By Liza Tetley on Thursday 12 May 2022
The hedge fund is one of the biggest investors in high-growth, speculative tech start-ups.
Tiger Global is one of the most oft-spoken names in fintech funding circles, with reportedly more billion-dollar startups than any other firm – but things may be about to change.
LCH Investments calculates that the behemoth investor has suffered losses of around $17bn during this year’s tech stock sell-off, wiping out about two-thirds of its gains on assets since 2001 and making it one of the biggest dollar decline for a hedge fund in history, according to the FT.

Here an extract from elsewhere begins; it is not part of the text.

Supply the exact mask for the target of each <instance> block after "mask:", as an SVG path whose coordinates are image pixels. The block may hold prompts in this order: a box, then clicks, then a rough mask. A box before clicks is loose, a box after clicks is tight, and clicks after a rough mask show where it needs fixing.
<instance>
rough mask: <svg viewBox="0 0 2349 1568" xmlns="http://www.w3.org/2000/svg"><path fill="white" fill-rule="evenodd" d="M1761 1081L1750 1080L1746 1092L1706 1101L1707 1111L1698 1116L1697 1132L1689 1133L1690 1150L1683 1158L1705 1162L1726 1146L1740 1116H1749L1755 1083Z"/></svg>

Founded by Chase Colman, Tiger Global’s aggressive strategy focusing on high-growth, speculative tech companies, has gained it renown within the industry over the years.
But in an environment of rising interest rates, its target sector has lost some of its sheen. So-called 'spec tech' companies - many of which are reliant on significant cash burn to create initial value and have a long path ahead to reach profitability - have been subject to a repricing by the market due to predictions that future profitability could be affected by increasing costs of capital. Counting many such companies within its portfolios, Tiger Global has taken losses as a result, with its investments slumping in value.

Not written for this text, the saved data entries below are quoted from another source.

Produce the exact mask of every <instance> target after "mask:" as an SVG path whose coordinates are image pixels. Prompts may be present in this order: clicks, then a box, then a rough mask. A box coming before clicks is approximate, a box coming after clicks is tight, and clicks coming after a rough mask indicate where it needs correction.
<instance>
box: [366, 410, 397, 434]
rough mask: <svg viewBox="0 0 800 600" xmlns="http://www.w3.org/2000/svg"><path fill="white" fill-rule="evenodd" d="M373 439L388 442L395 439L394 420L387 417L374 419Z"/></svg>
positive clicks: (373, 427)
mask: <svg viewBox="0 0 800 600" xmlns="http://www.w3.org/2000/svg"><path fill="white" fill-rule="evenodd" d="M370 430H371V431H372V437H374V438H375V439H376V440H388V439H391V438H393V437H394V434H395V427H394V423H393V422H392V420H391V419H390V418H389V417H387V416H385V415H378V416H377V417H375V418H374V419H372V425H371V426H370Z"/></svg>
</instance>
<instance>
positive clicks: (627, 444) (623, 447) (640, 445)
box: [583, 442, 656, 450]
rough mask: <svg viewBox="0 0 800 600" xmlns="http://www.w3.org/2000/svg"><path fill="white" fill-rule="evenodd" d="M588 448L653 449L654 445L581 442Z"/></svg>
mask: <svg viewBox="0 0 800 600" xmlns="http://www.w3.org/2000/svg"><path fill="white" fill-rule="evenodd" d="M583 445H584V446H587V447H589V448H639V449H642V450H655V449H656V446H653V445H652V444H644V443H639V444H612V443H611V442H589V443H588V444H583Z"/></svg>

“There is a general consensus that loose monetary policy helps to inflate [tech] asset prices,” says Ruth Foxe Blader, Partner at venture capital firm Anthemis. “[In an environment of rising rates] we will definitely continue to see some repricing.”

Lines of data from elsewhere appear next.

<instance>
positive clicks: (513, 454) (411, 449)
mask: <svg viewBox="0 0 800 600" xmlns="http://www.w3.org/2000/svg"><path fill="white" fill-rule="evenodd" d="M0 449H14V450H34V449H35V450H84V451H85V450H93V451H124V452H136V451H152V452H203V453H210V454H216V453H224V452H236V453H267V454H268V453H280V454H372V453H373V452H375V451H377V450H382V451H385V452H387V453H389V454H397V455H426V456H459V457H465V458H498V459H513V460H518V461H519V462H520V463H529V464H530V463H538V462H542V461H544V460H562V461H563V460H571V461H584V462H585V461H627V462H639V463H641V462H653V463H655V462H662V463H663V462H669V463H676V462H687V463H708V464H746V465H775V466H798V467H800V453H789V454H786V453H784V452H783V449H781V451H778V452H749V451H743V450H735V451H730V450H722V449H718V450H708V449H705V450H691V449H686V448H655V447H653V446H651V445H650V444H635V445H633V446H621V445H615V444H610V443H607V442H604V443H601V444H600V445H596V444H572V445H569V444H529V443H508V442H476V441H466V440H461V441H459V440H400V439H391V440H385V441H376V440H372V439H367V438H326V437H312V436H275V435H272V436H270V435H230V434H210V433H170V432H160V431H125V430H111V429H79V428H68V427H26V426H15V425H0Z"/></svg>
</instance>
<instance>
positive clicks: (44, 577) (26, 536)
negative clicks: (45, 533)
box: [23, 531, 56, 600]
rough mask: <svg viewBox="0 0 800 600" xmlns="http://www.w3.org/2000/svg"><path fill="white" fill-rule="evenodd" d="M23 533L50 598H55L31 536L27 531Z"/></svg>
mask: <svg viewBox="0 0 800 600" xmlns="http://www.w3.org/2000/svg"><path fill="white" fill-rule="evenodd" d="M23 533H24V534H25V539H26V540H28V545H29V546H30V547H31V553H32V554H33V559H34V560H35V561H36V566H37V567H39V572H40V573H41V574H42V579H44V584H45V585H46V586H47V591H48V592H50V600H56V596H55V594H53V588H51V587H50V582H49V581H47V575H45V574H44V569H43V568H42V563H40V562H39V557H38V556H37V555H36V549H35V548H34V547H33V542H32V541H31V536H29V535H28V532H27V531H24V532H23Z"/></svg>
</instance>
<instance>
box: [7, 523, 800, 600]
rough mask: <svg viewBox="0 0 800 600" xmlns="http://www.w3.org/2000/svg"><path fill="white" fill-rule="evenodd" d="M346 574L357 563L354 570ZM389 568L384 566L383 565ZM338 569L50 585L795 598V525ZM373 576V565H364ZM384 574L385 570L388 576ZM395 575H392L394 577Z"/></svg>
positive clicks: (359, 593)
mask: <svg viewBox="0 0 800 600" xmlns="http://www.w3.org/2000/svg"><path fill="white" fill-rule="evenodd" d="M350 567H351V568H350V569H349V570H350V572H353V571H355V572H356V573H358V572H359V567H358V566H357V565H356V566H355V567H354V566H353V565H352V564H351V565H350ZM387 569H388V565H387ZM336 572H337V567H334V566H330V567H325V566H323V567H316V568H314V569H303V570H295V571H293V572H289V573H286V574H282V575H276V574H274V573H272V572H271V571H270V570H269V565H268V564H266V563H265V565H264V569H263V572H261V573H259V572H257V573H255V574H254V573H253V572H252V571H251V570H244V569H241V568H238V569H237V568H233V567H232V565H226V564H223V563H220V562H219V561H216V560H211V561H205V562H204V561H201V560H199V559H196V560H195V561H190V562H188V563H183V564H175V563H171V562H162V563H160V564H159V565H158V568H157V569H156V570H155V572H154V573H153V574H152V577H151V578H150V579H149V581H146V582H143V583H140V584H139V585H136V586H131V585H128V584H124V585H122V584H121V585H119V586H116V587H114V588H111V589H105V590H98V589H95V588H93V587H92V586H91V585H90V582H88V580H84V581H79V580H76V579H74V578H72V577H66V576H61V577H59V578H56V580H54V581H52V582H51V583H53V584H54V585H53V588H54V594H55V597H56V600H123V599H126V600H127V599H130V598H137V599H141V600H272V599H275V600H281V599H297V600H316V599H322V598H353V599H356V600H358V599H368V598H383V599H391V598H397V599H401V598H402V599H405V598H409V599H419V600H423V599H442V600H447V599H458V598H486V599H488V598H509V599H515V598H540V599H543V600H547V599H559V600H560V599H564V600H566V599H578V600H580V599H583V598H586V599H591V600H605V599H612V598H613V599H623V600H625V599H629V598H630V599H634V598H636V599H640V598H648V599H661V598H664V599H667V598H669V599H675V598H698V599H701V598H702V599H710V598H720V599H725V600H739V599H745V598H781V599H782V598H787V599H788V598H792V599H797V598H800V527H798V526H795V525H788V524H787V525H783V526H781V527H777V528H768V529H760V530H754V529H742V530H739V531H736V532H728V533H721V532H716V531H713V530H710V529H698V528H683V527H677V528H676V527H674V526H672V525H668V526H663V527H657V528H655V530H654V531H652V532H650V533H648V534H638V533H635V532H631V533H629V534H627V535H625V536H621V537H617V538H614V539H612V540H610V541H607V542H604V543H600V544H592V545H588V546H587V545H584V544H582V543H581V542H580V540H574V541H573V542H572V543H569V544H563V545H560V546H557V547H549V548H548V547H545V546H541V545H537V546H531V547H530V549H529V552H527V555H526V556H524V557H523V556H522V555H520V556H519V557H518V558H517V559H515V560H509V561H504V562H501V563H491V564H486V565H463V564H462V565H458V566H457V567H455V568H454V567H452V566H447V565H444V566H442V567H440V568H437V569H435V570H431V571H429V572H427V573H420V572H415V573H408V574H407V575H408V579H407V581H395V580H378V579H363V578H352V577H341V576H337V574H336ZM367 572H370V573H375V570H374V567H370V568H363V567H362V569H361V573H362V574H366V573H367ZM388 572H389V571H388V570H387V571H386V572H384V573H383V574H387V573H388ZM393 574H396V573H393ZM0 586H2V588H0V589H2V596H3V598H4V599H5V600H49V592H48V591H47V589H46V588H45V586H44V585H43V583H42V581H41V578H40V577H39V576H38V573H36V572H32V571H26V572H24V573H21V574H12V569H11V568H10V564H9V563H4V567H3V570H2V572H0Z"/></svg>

With the S&P 500 down by 16 per cent, the Dow Jones by 11 per cent, and the Nasdaq by a whopping 27 per cent, tech companies have collectively suffered large price declines this year.
Tiger Global’s recent investments include several star performers in the European fintech sector, including Revolut, Checkout.com, Qonto and TrueLayer. Indeed, CB Insights reported that for Q4 2021 and Q1 2022, Tiger Global continued to be the most active fintech investor, backing 37 and 39 fintechs respectively. A pivot to a more bearish investment strategy could have far-reaching effects across the industry, according to Anthemis.
“I don’t know what it means for the companies that [investors like Tiger Global] have invested in, at the series A round in 2021 for instance,” added Blader. “Can those companies count on them for follow-on funding? It will test our assumptions to see, long-term, whether those companies can bring in additional funding and count on support from earlier backers.”
Tiger Global’s news comes as another key global investor, SoftBank, suffers a $27bn loss to its Vision Fund due to rising interest rates and China’s regulatory crackdown on tech firms.